中部薬品/AI自動発注率8割に、滞留在庫も3割削減

バローグループの中部薬品は5月15日、日立システムズのAIによる需要予測型自動発注システムを導入し、自動発注率が80%を超えたと発表した。

<自動発注率8割に>

従来のシステムは、日配品など需要波動の高い商品群の予測精度が低く、季節変動や売り場変更に合わせて指数を変更して対応するなど運用にも多大な労力を要していた。2023年8月から新システムを採用し、棚割情報や特売情報・イベント情報・気象情報などを整備、連携することで、統合的な商品管理基盤の構築に取り組んできた。

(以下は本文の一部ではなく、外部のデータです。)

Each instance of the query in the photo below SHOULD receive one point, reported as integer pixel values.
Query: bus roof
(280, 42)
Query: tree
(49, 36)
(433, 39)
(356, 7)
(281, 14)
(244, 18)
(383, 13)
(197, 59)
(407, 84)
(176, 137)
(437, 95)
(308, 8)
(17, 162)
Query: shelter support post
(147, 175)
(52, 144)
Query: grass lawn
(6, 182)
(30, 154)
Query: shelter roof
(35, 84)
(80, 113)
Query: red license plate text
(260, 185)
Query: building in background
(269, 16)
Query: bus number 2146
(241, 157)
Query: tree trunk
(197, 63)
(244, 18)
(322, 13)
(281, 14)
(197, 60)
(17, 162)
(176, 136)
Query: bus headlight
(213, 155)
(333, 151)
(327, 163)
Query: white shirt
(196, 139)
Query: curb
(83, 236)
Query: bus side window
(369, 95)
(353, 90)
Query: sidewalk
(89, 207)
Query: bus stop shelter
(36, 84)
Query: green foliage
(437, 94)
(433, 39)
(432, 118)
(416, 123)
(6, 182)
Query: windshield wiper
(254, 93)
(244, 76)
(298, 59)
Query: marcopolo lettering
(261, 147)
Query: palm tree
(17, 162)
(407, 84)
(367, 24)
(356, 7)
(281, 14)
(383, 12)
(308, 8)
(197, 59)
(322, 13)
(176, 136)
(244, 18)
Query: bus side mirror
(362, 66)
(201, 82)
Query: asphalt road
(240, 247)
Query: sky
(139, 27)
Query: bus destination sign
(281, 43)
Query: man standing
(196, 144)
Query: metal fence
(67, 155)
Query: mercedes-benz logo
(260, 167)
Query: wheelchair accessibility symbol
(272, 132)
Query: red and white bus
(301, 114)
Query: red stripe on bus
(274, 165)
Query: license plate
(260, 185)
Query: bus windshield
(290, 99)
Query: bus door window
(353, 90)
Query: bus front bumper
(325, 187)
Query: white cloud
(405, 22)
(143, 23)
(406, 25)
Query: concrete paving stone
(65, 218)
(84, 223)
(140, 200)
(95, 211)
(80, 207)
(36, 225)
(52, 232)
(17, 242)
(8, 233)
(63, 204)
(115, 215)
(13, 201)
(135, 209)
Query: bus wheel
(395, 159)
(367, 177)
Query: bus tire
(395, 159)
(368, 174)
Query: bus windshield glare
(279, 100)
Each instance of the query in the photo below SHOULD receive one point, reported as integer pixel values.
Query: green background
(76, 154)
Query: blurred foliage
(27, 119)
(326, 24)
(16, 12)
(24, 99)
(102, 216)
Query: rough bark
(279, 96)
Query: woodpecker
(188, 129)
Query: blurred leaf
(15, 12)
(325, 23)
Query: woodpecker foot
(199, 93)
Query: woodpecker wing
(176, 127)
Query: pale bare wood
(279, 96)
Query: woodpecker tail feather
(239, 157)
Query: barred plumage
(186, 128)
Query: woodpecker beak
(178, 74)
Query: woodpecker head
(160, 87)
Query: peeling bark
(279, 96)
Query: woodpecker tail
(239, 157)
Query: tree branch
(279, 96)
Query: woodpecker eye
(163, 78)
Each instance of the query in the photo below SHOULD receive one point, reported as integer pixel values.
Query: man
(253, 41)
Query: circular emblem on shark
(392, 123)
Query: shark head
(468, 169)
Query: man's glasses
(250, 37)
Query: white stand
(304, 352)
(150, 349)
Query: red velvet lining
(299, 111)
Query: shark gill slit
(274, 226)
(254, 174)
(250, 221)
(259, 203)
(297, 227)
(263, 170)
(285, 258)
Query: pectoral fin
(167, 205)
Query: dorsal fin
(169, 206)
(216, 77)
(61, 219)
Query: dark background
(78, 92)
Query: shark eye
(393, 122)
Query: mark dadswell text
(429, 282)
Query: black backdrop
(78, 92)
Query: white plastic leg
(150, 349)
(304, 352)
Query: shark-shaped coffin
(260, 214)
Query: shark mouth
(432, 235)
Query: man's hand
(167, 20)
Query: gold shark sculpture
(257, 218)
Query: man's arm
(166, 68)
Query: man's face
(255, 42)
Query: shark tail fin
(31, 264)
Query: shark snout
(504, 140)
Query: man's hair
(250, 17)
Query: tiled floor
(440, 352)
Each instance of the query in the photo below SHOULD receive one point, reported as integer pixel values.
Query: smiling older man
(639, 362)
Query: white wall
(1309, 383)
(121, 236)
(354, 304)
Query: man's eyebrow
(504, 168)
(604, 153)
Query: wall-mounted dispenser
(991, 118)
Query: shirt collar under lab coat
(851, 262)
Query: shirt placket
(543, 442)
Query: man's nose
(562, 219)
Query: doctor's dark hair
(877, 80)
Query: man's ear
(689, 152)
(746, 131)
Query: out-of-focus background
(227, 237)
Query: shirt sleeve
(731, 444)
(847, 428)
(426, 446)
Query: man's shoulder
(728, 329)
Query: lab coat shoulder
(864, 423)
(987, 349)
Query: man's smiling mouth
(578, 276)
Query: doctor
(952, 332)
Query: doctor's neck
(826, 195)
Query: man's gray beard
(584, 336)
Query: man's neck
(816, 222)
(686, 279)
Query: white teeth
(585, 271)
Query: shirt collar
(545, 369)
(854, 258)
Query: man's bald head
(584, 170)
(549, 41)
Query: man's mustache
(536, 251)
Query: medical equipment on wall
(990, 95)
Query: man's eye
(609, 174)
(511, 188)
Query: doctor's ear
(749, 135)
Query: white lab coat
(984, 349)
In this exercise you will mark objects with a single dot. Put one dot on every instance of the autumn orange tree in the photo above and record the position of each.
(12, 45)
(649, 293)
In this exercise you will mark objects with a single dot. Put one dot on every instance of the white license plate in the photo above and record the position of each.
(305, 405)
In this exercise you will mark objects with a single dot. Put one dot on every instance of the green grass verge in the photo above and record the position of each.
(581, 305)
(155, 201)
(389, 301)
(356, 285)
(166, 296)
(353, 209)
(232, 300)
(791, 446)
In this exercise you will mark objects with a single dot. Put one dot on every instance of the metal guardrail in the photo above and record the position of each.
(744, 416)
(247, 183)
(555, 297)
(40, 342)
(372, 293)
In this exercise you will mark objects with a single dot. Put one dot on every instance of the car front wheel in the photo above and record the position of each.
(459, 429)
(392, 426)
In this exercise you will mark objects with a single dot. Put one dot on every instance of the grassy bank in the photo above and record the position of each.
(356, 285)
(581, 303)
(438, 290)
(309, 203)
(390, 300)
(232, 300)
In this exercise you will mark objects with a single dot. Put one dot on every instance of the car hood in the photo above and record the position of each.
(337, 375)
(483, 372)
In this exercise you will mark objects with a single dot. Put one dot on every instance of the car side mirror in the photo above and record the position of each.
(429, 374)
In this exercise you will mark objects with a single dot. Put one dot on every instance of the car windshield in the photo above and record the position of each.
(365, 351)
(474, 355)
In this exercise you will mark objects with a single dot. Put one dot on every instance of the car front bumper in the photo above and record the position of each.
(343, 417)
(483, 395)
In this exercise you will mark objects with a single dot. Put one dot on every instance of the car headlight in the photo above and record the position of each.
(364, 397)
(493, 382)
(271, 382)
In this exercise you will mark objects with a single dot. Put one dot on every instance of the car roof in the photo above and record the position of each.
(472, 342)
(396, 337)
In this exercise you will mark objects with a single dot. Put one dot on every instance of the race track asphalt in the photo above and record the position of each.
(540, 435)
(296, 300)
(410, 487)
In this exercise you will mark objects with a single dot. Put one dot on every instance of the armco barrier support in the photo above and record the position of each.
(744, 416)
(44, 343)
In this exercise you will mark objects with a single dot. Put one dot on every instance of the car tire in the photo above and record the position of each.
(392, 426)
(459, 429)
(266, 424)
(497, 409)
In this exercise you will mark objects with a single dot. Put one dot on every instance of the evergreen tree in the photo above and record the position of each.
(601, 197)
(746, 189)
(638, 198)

変動要因となる30種類の要素データを分析する需要予測計算によって、今まで難しかった消費期限の短い日配品についても、高い精度で需要や適正在庫を予測できるようになった。

どの商品をどちらにどれくらい陳列し、いつ販売するかなどの棚割に関する情報を入力された「棚割システム」と連係しながらAIが高度な需要予測を行い、それに基づく発注量を提案。同時に、特売、季節行事、ポイントイベントなども加味することで、棚替え時の発注作業を強力にサポートしている。加えて、新商品および代替商品への入れ替え時に、予定日に向けて在庫を自動抑制(売り減らし機能)し、現時点で滞留在庫(棚割り除外品在庫)を約3割削減している。

従来のシステムでは商品単品単位で安全在庫(指数の変更)を設定しており、運用の大きな負荷となっていたが、新システムでは、演出在庫・経済的発注量の調整パラメーターを商品分類単位で設定し、在庫量・発注量をコントロールする運用が可能となり、システムの運用負荷を軽減している。

今後、約90%以上の自動発注率を目標としている(1週間で1000時間以上の発注作業削減)。また、商品改廃時のAI在庫制御(売り減らし機能)の継続活用により、より在庫を圧縮し、MDサイクルのスピード向上を図る。

さらに、店舗在庫の最適化スキームを流通在庫にも還元すべく、まずは物流センター在庫への部分連携に着手している。蓄積された内部データを丹念に分析することで、精度向上と適用範囲の拡大したい考え。